According to the Oklahoma Tax Commission, the state has almost 500 wide-ranging exclusions, credits, deductions, deferrals, and incentives, ranging from the deduction for federal income-tax payments to a sales tax exemption for railroad spikes.
Unofficial legislative estimates have put the total lost revenue at up to $5 billion a year, almost matching the state’s $6.5 billion general fund budget for fiscal 2012.
The six legislative panel members include Rep.

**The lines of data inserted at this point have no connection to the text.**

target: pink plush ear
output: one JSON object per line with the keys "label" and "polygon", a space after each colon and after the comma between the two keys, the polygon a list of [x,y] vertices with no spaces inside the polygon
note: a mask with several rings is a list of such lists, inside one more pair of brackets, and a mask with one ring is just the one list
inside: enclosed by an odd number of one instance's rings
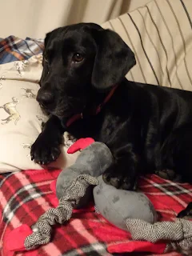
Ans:
{"label": "pink plush ear", "polygon": [[94,142],[94,140],[92,138],[80,138],[68,149],[67,153],[73,154],[80,150],[83,150]]}
{"label": "pink plush ear", "polygon": [[111,254],[131,252],[163,254],[166,246],[166,243],[152,243],[146,241],[130,241],[109,246],[107,247],[107,251]]}
{"label": "pink plush ear", "polygon": [[31,228],[26,224],[13,230],[4,238],[3,250],[10,252],[10,255],[13,255],[13,251],[26,250],[25,239],[32,233]]}

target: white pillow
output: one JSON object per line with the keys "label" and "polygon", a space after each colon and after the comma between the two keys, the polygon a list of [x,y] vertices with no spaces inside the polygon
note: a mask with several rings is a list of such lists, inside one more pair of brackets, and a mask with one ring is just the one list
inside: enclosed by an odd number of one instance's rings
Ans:
{"label": "white pillow", "polygon": [[[42,122],[47,120],[35,99],[42,70],[42,54],[0,66],[0,173],[42,169],[30,154]],[[65,134],[62,154],[49,167],[62,169],[74,163],[78,153],[66,154],[74,140]]]}

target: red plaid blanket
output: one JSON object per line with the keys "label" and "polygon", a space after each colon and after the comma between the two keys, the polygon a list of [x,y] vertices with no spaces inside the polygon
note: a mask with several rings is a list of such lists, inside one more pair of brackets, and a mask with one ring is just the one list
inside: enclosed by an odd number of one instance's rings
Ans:
{"label": "red plaid blanket", "polygon": [[[50,184],[58,174],[59,170],[26,170],[0,176],[2,255],[7,255],[3,242],[10,230],[22,224],[32,226],[41,214],[54,206],[55,195]],[[192,201],[191,186],[165,181],[156,175],[141,178],[139,187],[154,203],[161,220],[173,219]],[[101,214],[88,208],[76,211],[67,224],[58,226],[50,243],[14,255],[111,255],[107,252],[108,246],[130,239],[127,232],[113,226]]]}

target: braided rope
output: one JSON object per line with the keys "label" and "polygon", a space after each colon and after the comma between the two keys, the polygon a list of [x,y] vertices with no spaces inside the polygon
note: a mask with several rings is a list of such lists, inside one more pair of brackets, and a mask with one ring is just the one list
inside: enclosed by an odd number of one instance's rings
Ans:
{"label": "braided rope", "polygon": [[183,250],[192,248],[192,221],[178,218],[175,222],[162,222],[154,224],[140,219],[127,218],[128,231],[134,240],[156,242],[160,240],[171,241],[166,251],[178,247]]}
{"label": "braided rope", "polygon": [[64,190],[64,196],[59,199],[58,207],[48,210],[33,226],[34,232],[26,237],[24,242],[26,250],[48,243],[51,238],[52,226],[67,222],[71,218],[74,206],[85,195],[88,186],[98,184],[98,181],[94,177],[88,174],[78,176],[71,185]]}

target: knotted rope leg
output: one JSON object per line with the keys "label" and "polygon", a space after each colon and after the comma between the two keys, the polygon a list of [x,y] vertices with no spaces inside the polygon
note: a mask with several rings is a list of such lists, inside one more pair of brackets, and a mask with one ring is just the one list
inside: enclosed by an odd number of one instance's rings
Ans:
{"label": "knotted rope leg", "polygon": [[184,250],[192,248],[192,221],[178,218],[175,222],[150,224],[139,219],[126,219],[126,226],[134,240],[156,242],[170,241],[166,250],[171,246]]}
{"label": "knotted rope leg", "polygon": [[57,208],[51,208],[43,214],[33,226],[34,232],[25,239],[26,250],[32,250],[50,241],[52,226],[63,224],[72,215],[74,206],[85,195],[89,186],[96,186],[98,181],[96,178],[87,174],[78,176],[71,185],[65,189],[65,196],[59,199]]}

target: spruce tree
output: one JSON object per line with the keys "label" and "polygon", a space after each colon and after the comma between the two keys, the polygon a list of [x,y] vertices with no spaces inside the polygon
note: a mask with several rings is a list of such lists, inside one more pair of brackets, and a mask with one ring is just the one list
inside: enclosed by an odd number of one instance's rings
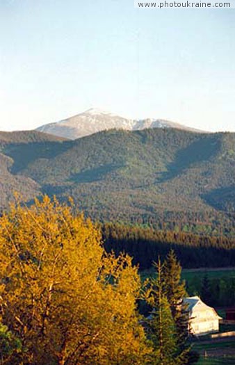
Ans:
{"label": "spruce tree", "polygon": [[188,306],[184,302],[187,293],[185,282],[181,279],[181,266],[173,250],[170,250],[165,258],[163,275],[165,295],[176,325],[178,343],[184,348],[188,335]]}
{"label": "spruce tree", "polygon": [[147,300],[152,308],[149,319],[149,335],[154,348],[152,364],[185,365],[187,353],[181,351],[177,344],[177,329],[165,292],[160,259],[155,267],[157,275],[151,280]]}
{"label": "spruce tree", "polygon": [[209,305],[211,305],[211,291],[210,286],[208,274],[205,272],[202,278],[201,295],[202,300]]}

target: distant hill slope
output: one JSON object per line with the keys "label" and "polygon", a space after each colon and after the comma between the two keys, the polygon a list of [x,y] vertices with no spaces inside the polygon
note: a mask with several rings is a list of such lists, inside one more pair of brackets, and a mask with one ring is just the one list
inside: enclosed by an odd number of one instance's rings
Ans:
{"label": "distant hill slope", "polygon": [[0,143],[32,143],[34,142],[49,142],[65,140],[66,138],[52,136],[38,131],[17,131],[1,132]]}
{"label": "distant hill slope", "polygon": [[[44,148],[47,143],[62,140],[65,138],[37,131],[0,131],[0,211],[8,206],[14,192],[20,193],[25,201],[33,199],[41,192],[40,186],[35,180],[12,172],[15,161],[8,156],[8,149],[11,150],[13,146],[18,148],[19,159],[26,161],[31,158],[30,151],[33,151],[35,145],[40,145],[40,153],[42,153],[42,146]],[[27,151],[24,156],[22,154],[24,149]]]}
{"label": "distant hill slope", "polygon": [[12,143],[1,148],[1,204],[14,188],[26,192],[26,200],[41,192],[61,200],[71,195],[103,221],[184,229],[204,222],[209,233],[222,223],[231,230],[234,165],[232,133],[111,130],[76,140]]}
{"label": "distant hill slope", "polygon": [[113,129],[136,131],[147,128],[177,128],[192,131],[202,131],[161,119],[140,120],[127,119],[97,108],[89,109],[84,113],[56,123],[43,125],[38,128],[38,130],[70,139],[76,139]]}

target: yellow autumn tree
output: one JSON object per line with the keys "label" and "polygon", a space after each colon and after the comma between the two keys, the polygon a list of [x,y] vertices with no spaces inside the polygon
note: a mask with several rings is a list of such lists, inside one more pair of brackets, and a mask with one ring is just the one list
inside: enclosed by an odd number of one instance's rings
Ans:
{"label": "yellow autumn tree", "polygon": [[140,287],[131,259],[106,254],[91,221],[56,199],[0,218],[0,320],[22,341],[18,364],[145,364]]}

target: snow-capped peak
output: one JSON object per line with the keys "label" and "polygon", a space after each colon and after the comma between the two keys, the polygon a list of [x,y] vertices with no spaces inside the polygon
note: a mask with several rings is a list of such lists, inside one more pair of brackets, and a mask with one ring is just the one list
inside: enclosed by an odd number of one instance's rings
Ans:
{"label": "snow-capped peak", "polygon": [[99,108],[91,108],[90,109],[88,109],[83,114],[90,114],[91,115],[100,115],[102,114],[105,114],[106,115],[113,115],[111,113],[108,113],[108,111],[103,111],[102,109],[99,109]]}

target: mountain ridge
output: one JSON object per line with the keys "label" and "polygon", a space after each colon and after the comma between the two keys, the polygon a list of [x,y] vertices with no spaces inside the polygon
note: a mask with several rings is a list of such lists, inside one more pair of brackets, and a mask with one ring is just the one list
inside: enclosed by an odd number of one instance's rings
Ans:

David Dank, R-Oklahoma City, chairman of the House Revenue and Taxation Committee, and Senate Finance Committee chairman Mike Mazzei, R-Tulsa.
Mazzei said the state could realize as much as $500 million a year by getting rid of several obsolete or ineffective tax breaks, while Dank put the total at $250 million a year.
Dank and Mazzei tried but failed during the recent session to eliminate more than 20 tax breaks that they said cost the state $54 million a year.
“What many of us are concerned about are the inefficient and obsolete tax preference items that go to special interest groups or projects that really don’t generate a net economic benefit to the state,” Mazzei said.
The panel also includes state Treasurer Ken Miller and three other statewide elected officials.
They cited a tax break for utilities that purchase coal mined in Oklahoma, which they said cost the government $30 million over the last three years to support an industry that employs only about 200 state residents.
Items currently exempt from the state sales tax include prescription drugs, horses, robots, oil drums, and museum admissions.
The panel is expected to provide recommendations to the Legislature this fall for potential action during the 2012 session.